BOTTE TRA EURODEPUTATI DELL’UKIP: WOOLFE RICOVERATO IN GRAVI CONDIZIONI
L’ESPONENTE BRITANNICO COLPITO ALLA TESTA DA UN COLLEGA DEL SUO STESSO PARTITO, POSSIBILE EMORRAGIA CEREBRALE
La crisi nel partito britannico Ukip si aggiunge di un capitolo drammatico. L’eurodeputato Steven Woolfe, che puntava a guidare la formazione euroscettica dopo le dimissioni di Nigel Farage, è ora ricoverato in ospedale a Strasburgo dopo una rissa con un collega di partito e, dalle primissime indiscrezioni, sarebbe «in pericolo di vita».
Secondo alcune fonti citate da Skynews la botta ricevuta in testa potrebbe avergli provocato un’emorragia cerebrale, ma il collega di partito Nathan Gill avrebbe invece riferito che Woolfe è cosciente e non in pericolo di vita.
Pare che Woolfe sia stato colpito alla testa da un compagno di partito — forse con un pugno o addirittura con un oggetto di metallo – durante una lite scattata nel corso di una riunione al parlamento di Strasburgo verso le 12.20.

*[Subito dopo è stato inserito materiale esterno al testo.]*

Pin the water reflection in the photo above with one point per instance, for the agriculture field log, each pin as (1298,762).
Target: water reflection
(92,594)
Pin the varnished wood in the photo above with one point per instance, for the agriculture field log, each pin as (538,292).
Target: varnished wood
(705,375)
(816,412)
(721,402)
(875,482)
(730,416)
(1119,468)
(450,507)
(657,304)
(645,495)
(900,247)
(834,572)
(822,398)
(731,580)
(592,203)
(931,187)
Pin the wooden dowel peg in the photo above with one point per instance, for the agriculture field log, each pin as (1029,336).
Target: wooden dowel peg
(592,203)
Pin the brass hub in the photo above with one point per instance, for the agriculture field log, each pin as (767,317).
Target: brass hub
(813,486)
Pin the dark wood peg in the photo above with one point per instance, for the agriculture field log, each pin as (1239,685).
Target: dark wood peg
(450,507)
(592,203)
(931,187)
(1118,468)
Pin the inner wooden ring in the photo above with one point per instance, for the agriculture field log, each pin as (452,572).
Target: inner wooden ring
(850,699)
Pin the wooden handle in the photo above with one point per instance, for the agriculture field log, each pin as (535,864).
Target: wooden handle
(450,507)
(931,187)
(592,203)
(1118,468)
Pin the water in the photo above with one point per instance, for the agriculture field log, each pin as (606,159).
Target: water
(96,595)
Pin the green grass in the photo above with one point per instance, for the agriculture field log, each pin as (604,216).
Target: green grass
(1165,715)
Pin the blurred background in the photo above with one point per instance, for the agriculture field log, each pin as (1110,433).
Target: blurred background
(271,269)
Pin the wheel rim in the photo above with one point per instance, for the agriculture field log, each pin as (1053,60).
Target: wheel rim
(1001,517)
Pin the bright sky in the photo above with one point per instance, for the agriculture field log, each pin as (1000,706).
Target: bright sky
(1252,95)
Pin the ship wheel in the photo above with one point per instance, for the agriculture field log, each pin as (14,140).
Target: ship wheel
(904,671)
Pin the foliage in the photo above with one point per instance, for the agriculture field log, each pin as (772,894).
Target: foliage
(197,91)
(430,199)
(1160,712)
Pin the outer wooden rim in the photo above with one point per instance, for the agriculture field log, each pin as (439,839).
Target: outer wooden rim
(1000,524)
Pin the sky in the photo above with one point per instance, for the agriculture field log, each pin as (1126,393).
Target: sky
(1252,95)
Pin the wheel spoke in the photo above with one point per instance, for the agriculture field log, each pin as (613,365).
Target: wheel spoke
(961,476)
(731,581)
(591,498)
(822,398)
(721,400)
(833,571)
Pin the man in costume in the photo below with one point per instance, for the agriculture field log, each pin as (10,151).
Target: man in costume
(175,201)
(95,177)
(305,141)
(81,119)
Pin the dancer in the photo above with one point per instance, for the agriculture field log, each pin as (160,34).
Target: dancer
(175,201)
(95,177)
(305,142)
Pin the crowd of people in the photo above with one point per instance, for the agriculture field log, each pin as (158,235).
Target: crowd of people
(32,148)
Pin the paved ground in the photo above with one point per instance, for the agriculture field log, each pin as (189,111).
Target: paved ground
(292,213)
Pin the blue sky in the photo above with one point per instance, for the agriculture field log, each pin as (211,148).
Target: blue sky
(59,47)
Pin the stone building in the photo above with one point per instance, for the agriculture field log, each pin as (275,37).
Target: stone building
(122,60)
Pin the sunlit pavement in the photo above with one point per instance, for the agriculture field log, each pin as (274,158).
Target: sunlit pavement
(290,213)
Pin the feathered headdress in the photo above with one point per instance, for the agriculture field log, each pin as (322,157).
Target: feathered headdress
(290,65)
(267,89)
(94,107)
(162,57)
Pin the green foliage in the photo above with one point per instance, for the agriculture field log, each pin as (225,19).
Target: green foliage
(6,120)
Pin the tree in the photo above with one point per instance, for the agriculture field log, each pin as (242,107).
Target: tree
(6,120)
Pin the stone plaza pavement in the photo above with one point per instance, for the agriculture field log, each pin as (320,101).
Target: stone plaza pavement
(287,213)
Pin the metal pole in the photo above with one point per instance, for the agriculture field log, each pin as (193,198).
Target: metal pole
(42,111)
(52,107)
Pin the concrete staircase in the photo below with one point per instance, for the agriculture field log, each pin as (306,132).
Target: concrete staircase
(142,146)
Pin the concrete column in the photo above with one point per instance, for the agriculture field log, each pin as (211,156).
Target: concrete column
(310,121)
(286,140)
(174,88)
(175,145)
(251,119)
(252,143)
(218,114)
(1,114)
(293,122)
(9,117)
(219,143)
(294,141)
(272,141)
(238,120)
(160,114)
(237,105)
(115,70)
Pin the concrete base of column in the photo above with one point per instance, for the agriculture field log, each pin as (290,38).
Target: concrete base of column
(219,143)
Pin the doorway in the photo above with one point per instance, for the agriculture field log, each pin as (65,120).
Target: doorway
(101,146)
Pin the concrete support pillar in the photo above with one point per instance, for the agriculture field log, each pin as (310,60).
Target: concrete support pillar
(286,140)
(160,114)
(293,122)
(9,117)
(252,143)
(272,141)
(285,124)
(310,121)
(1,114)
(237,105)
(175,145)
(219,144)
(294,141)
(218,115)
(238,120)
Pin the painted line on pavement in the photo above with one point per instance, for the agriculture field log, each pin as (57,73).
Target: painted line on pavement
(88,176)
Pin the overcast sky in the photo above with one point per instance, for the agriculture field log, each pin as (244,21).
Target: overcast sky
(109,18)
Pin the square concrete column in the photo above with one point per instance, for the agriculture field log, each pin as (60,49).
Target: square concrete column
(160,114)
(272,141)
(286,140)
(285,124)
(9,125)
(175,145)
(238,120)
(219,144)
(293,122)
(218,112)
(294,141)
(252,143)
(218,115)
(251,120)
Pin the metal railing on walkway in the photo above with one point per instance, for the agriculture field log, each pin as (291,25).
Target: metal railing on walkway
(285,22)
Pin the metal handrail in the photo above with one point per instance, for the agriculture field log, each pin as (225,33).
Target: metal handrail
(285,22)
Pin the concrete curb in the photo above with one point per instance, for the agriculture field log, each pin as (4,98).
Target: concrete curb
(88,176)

Una trentina di minuti dopo, avrebbe avuto un malore nei corridoi del parlamento europeo di Strasburgo e si sarebbe accasciato al suolo.
Woolfe, 49 anni proprio oggi, aveva cercato di candidarsi alla guida dello Ukip dopo le dimissioni di Nigel Farage, suo storico rivale.
Ma il partito aveva cercato di fare quadrato contro di lui e la candidatura non era stata accettata per un cavillo burocratico, visto che era stata presentata con un quarto d’ora di ritardo dalla scadenza.
Dopo le inattese dimissioni di Diane James, aveva annunciato di volersi ripresentare e forse potrebbe essere proprio questo uno dei motivi della lite con i colleghi di partito.
Voci, non ancora confermate, dicono che a colpire Woolfe sarebbe stato il collega di partito Mike Hookem.
Secondo il Daily Mail, a far scattare la rissa sarebbe stata una battuta di Woolfe, che ha espresso apprezzamenti per la politica di Theresa May e ha annunciato – scherzando — di voler passare con i Tories.
A quel punto sarebbe scattato il battibecco con Hookem e Wolfe, togliendosi la giacca con un gesto di sfida, gli avrebbe detto: «Risolviamo la questione fuori».